That's crucial, explains Sarah Knuckey at Just Security. "In essence," she writes, "the report states that it is governments who now bear the legal burden of explaining the strikes." 

Emmerson also addresses the need for intergovernmental discussion about drone-related legal issues on which there is currently no clear international consensus or "where current practices and interpretations appear to challenge established legal norms." Conor Friedersdorf summarizes those legal issues at The Atlantic, arguing that as drone use proliferates, the norms the Obama administration has established could be disastrous, internationally and for Americans: 

1) Does the right to self-defense under international law entitle a state to kill people in another state without its permission, if the target is an armed group that poses a direct and immediate threat of attack, but has no connection to its host state? If so, what conditions must be present to justify such an attack? Does it arise when the host state is judged unable or unwilling to prevent the threat from materializing?

2) Is the principle of self-defense "confined to situations in which an armed attack has already taken place," or does it entitle a state to act preemptively on the territory of another state "where it judges that there is an imminent risk of attack to its own interests?" And if so, how is the standard of imminence to be defined?

3) International law decides whether or not a state of "non-international armed conflict" has come into existence based in part on the intensity of hostilities.

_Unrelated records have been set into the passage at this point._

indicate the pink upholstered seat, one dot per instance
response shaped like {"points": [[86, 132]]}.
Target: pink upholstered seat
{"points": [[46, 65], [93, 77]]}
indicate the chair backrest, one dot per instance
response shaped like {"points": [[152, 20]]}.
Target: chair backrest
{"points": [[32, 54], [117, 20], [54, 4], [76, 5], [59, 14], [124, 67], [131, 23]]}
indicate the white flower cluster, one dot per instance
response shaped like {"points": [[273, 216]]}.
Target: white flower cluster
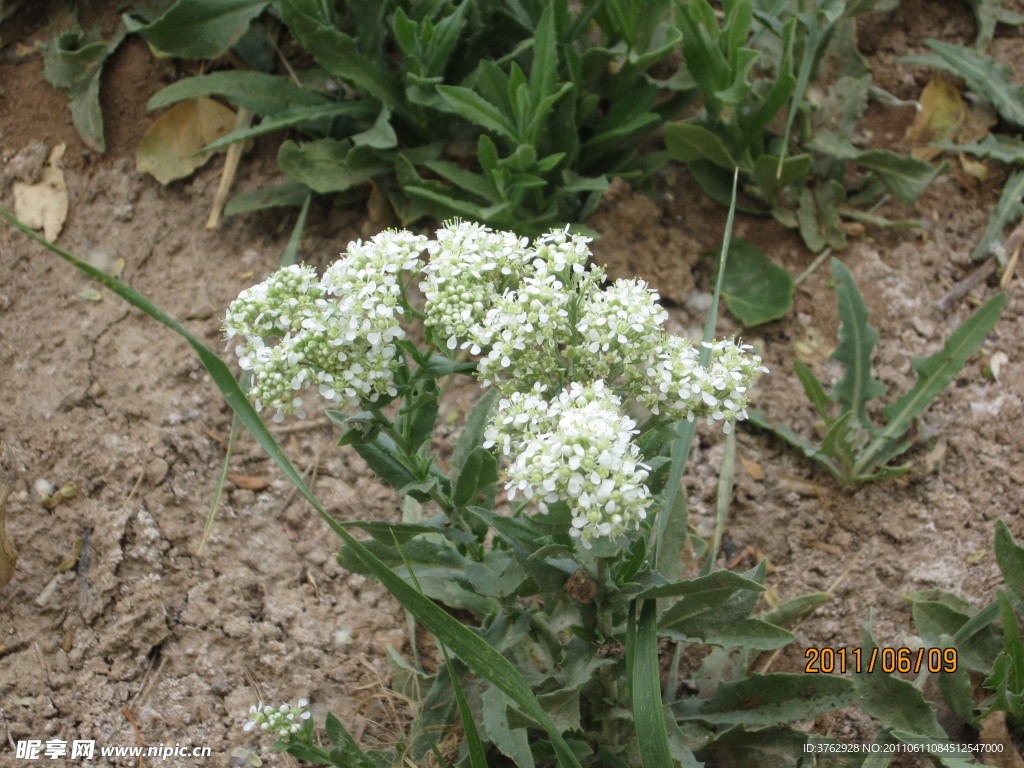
{"points": [[344, 345], [525, 331], [574, 449], [282, 722], [470, 266], [674, 385]]}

Does this test "require an assessment of the severity and frequency of armed attacks occurring within defined geographical boundaries?" When applying the test, "is it legitimate to aggregate armed attacks occurring in geographically diverse locations in order to determine whether, taken as a whole, they cross the intensity threshold?" If a state can be engaged in a non-international armed conflict with a non-state armed group that operates transnationally, does that mean a non-international armed conflict can exist without finite boundaries?

Other international legal issues Emmerson identifies: whether humanitarian law allows targeting people "directly participating in hostilities who are located in a non-belligerent state" and under what circumstances; whether the pattern, frequency, and intensity of Al Qaeda attacks still make them equivalent to "a state of armed conflict"; whether the Red Cross's standard for determining which individuals may be targeted by lethal force is adequate; whether individuals who have ceased active involvement in hostilities are still legitimate targets; whether providing food, financing, or logistical support amounts to "direct participation in hostilities" for targeting purposes; and when legitimate military targets must be captured rather than killed. 

Ultimately, Emmerson offers two specific recommendations: 1) States that conducted any of the 30 documented civilian-harming drone strikes should publicly explain them, and 2) the U.N. Human Rights Council should establish a panel of experts to report on legal issues arising from the use of drones for targeted killings.